Der Beschwerdeführer hat dem Bund (Bundesministerin für soziale Sicherheit, Generationen und Konsumentenschutz) Aufwendungen in der Höhe von EUR 51,50 binnen zwei Wochen bei sonstiger Exekution zu ersetzen.
Begründung
Mit Bescheid der mitbeteiligte Sozialversicherungsanstalt vom 1. April 2004 wurde der Beschwerdeführer verpflichtet, monatliche Beiträge zur Krankenversicherung nach dem GSVG für die Zeit vom 1. April 2001 bis 31. Dezember 2001 in Höhe von EUR 304,53, für die Zeit vom 1. Jänner 2002 bis 31. Dezember 2002 in Höhe von EUR 309,66, für die Zeit vom 1. Jänner 2003 bis 30. November 2003 in Höhe von vorläufig EUR 316,02 und für die Zeit vom 1. Dezember 2003 bis 31. Dezember 2003 in Höhe von vorläufig EUR 348,88 zu bezahlen. Begründend wurde im Wesentlichen ausgeführt, der Beschwerdeführer unterliege auf Grund seiner Funktion als geschäftsführender Gesellschafter der wirtschaftskammerzugehörigen H-GmbH seit 1. Juli 1994 der Pflichtversicherung nach § 2 Abs. 1 Z 3 GSVG. Weiters sei der Beschwerdeführer auf Grund seiner Funktion als Mitglied der Gemeindevertretung in B. vom 1. April 2001 bis 2. November 2003 der Pflichtversicherung in der Krankenversicherung nach dem B-KUVG unterlegen und "in weiterer Folge" seit 3. November 2003 bei der Krankenfürsorge für oberösterreichische Gemeindebedienstete (KFG) krankenversichert bzw. anspruchsberechtigt. Da der Beschwerdeführer auf Grund seiner Funktion als geschäftsführender Gesellschafter der H-GesmbH bereits vor dem 1. Jänner 2000 der Pflichtversicherung in der Krankenversicherung nach dem GSVG unterlegen sei und ab diesem Zeitpunkt (bzw. ab 1. April 2001) "neu" in die Pflichtversicherung in der Krankenversicherung nach dem B-KUVG bzw. später nach den Bestimmungen der KFG und nicht nach dem GSVG einbezogen worden sei, sei die in der Aufhebung der Ausnahme von der gewerblichen Krankenversicherung begründete "Zehntelregelung" nach § 274 Abs. 4 GSVG nicht anzuwenden.

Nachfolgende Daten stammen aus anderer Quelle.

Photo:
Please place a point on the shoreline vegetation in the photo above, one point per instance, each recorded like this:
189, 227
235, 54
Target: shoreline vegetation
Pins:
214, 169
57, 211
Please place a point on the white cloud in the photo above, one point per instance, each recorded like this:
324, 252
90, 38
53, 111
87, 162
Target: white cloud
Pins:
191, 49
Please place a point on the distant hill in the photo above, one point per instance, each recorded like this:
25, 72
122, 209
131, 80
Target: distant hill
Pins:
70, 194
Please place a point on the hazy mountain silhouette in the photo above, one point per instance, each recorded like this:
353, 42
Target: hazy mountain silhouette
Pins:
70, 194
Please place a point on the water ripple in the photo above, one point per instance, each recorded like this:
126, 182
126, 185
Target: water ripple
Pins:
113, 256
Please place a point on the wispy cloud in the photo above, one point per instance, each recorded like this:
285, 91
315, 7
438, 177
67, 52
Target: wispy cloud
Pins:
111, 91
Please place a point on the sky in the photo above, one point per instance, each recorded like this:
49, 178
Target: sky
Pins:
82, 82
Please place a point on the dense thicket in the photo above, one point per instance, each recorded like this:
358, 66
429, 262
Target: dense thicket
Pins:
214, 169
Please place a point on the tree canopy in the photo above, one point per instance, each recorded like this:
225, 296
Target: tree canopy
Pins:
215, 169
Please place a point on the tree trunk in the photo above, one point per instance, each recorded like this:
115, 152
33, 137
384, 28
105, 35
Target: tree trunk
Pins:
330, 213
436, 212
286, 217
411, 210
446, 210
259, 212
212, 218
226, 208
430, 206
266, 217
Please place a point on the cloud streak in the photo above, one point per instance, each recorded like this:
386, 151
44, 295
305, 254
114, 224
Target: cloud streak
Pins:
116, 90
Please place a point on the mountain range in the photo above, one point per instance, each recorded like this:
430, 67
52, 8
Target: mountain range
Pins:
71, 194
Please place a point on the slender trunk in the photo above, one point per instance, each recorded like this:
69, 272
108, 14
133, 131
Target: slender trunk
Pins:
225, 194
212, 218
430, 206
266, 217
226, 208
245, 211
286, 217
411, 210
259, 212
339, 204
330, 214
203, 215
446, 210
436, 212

Gegen diesen Bescheid erhob der Beschwerdeführer Einspruch. Darin führte er im Wesentlichen aus, dass zunächst bei der Vorschreibung der Krankenversicherungsbeiträge die "Zehntelregelung" gemäß § 274 Abs. 4 GSVG zur Anwendung gelangt sei. Mit dem Bescheid vom 1. April 2004 sei die für die Zeit vom 1. April 2001 bis 31. Dezember 2003 angewandte "Zehntelbegünstigung" storniert und die Krankenversicherungsbeiträge für diesen Zeitraum ohne Anwendung der "Zehntelregelung" festgesetzt worden. Dies ergebe eine erhebliche und unzumutbare Mehrbelastung. Die rückwirkende Stornierung der Begünstigung widerspreche auch dem Grundsatz von Treu und Glauben. Die "Zehntelregelung" sei daher weiterhin anzuwenden.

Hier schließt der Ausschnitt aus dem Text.